Babbage, an eccentric and difficult but brilliant personality with a love of mathematics and engineering, invented plans for a number of devices recognised as forerunners of the modern computer but many were never built in his lifetime.
“He was 100 years ahead of his time,” says computer scientist Graham-Cumming, the author of the Geek Atlas, a guide to places around the world that hold a special attraction for geeks. Graham-Cumming also successfully campaigned last year to have the British government apologise for its shabby treatment of computing genius Alan Turing, whose cryptographic capabilities were pivotal to the British war effort but who was stripped of his security clearances because he was gay. Turing eventually took his own life.
Graham-Cumming says the inspiration to build the analytical engine comes from having seen the working model of Babbage’s difference engine number two, constructed from Babbage’s original plans by the Science Museum in London in the 1990s.
“I saw it demonstrated, and to realise these machines were achievable was a pretty big deal. Babbage designed it within the tolerances of the time. And I think, like every computer scientist, I have a love of seeing something like this actually built and made to work. The analytical engine is just so clearly a computer in architecture.”
The difference engine, which also has a primitive working printer similar to a printing press, is able to do complex calculations that would have taken human mathematicians thousands of hours. But it is a far more basic machine than the analytical engine, which qualifies as a proper computer because of three things, says Graham-Cumming.
“First, it’s completely automatic – it runs on steam rather than having to be hand-operated like the difference engine. Second, it is programmable using punch cards. And third, it can look at something in its own memory and make decisions based on it. That makes it a computer.”
The analytical engine’s punch cards were based on the cards used in the just previously invented Jacquard loom to automate the weaving of cloth in the Industrial Revolution. Babbage was well aware of this invention and actually referred to his proposed analytical engine punch cards as Jacquard cards, says Graham-Cumming.
The engine’s memory is based on rods with wheels, numbered from zero to nine and stacked to get combinations of digits.
“There is a great comment from Babbage at the time, where he said that, once the analytical engine was built, it would guide the direction of science forever. He liked a bit of hyperbole,” says Graham-Cumming with a laugh.
But Babbage was probably right. The British government was so intrigued with the difference engine that it threw massive amounts of money at the project – the equivalent of the cost of two battleships. The difference engine was to calculate maths tables that could be used for navigation and astronomy, both important to a seafaring nation during the reign of the British Empire.

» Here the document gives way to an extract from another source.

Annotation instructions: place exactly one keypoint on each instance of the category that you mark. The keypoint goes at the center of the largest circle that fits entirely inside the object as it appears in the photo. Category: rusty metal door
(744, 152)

However, the difference engine was never built due to a combination of “personality and money”, says Graham-Cumming. Babbage could be outrageously difficult and, part way through the project, he announced that it was not worth building that particular engine but instead the government should let him build another, an approach which exasperated the government and many supporters of the project.
“I have great sympathy for the guy because he just seems to be a typical computer person who had no ability to talk to politicians,” he says. “He was a bit of a difficult character.”
At the same time, Babbage held salons that attracted many of the prominent society and science people of the day. The close collaborator on his inventions and another central figure at his salons was mathematical genius Ada Lovelace, the daughter of poet Lord Byron and for whom the computing language Ada is named.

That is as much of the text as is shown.